For all those Arizonans out there worried about voter suppression during the presidential preference vote, rest assured that a local activist with a history of taking on problematic elections
is trying to get to the bottom of what happened here.
John Brakey, co-founder of AUDIT-AZ (Americans United for Democracy, Integrity, and Transparency in Elections) filed a lawsuit in Maricopa County Superior Court against election officials, both accusing them of misconduct and demanding a partial recount of ballots.
As New Times
has written previously,
Maricopa County’s attempt to save money by drastically cutting the number of polling stations for the March 22 election totally backfired. Thousands waited more than two hours to vote – some as long as five hours – and the lines at some polling stations still were wrapped around the block as the first results trickled in at 8 p.m.
What’s more, hundreds of people showed up to the polls assuming they were registered as a voter in one party only to be told they were weren’t, and therefore they could only fill out a provisional ballot – according to Dianne Post who worked at a polling station in Phoenix and filed an affidavit in Brakey’s lawsuit, this disproportionally happened to Democratic voters.
The election debacle prompted widespread national criticism
, and as allegations of voter suppression began getting thrown around, public election officials accepted blame and promised this would never happen again.
But for those like Brakey – who told New Times
that in his estimation, Arizona is one of the most corrupt states in the country – promises about future elections fall flat. He wants Secretary of State Michele Reagan to nullify her certification of the March 22 results, and he wants counties around the state to be randomly subjected to recounts.

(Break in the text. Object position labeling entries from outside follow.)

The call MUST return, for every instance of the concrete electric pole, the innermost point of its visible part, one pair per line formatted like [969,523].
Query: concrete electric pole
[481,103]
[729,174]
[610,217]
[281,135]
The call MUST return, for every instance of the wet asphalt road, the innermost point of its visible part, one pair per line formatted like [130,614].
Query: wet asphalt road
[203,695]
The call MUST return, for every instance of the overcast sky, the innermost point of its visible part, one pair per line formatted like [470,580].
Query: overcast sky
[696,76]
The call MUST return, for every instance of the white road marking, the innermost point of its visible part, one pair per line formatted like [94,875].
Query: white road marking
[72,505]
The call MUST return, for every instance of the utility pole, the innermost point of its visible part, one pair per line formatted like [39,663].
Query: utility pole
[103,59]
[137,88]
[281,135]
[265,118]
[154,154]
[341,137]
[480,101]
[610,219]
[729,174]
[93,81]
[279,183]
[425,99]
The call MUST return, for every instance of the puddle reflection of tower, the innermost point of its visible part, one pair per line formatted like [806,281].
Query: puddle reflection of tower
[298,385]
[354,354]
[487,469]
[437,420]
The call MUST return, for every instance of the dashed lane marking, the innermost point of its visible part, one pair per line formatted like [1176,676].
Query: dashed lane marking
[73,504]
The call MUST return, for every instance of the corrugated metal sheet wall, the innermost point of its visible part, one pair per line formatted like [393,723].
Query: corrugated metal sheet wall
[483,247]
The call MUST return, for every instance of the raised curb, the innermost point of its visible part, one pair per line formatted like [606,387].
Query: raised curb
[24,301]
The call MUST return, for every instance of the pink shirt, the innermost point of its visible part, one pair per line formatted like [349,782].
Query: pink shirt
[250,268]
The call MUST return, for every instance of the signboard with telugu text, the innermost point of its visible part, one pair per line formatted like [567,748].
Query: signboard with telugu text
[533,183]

Following those recounts, should enough precincts come up with results different from what they reported, the entire state would be subject to a re-vote.
Brakey’s prescription might sound draconian, but he thinks that when the election data is analyzed, the problem actually is larger than many realize.
According to his lawsuit, the problems “with both voter suppression and election procedures” were so egregious that it could have cost 150,000 people in Maricopa County their right to vote and “altered the results of both the Democratic and Republican primaries.”
To 150,000 people, it's no laughing matter, he adds.
He came to that figure by looking at the average differences in voter turnout rates between this year’s primary and the primary in 2008 for each county. Almost every single county besides Maricopa had a substantially higher turn out – the one other exception being La Paz County, but the difference was 377 fewer voters than in 2008.
Maricopa had a 50.22 percent voter turnout rate in 2008, and had the county’s 2016 voter turnout matched the general increase of other counties, the turnout should have been 62.5 percent (or approximately 150,000 more people).
It’s not a precise science to be sure, Brakey acknowledges, but given that the “probability of the 12.4 percent difference between Maricopa’s projected voter turnout and the official 50.2 percent turnout is approximately 1 in 6 trillion,” Brakey thinks this all merits a closer look.
That plus an affidavit signed by James “Jim” March Simpson, “a computer systems tech and systems administrator” with past experience serving on the Pima County Election Integrity Commission and testifying as an expert witness in other election integrity lawsuits – he is also a member of AUDIT-AZ, it should be noted – alleges that the Arizona PPE could easily have been hacked and the results on voter-registration forms manipulated.
“I have been following the recent developments and controversies surrounding the Arizona primary election, especially on the Democratic side, [and] a consistent theme is that people are complaining that their voter-registration record was either obliterated or changed from ‘Democrat’ to something else,” he writes.
Simpson goes on to explain how and why Arizona’s centralized vote-registration system could have been hacked – apparently hackers with the Anonymous Collective did it for fun and to prove it could happen after the election, too.
So bottom line, he writes, “We have strong reason to suspect something went wrong with the voter-registration data … and there are easy ways to determine via proper discovery [without the risk of further compromise]whether or not this class of attack actually occurred.”
Brakey, pre-empting any skepticism, says, “Listen, I’ve been doing this [in Arizona] for 12 years. I’m not a conspiracy theorist, I’m a conspiracy fact-ist.”
“Elections aren’t any good unless they’re verifiable."
His point being that given past examples of sketchy voting practices in the state and the relative ease with which counties could carry out a partial recount to check for fraud (both electronically and manually), it’s worth checking to see if there was any “hanky-panky” in the election.
“Elections aren’t any good unless they’re verifiable,” he adds.
The lawsuit names Secretary of State Michele Reagan, Maricopa County Recorder Helen Purcell, and the boards of supervisors of all 15 Arizona counties as defendants.
A spokesman for the Secretary of State’s office wrote in an e-mail that the “office is reviewing the lawsuit while Secretary Reagan continues her review of the voter-registration database and issues related to frustration at the polls.”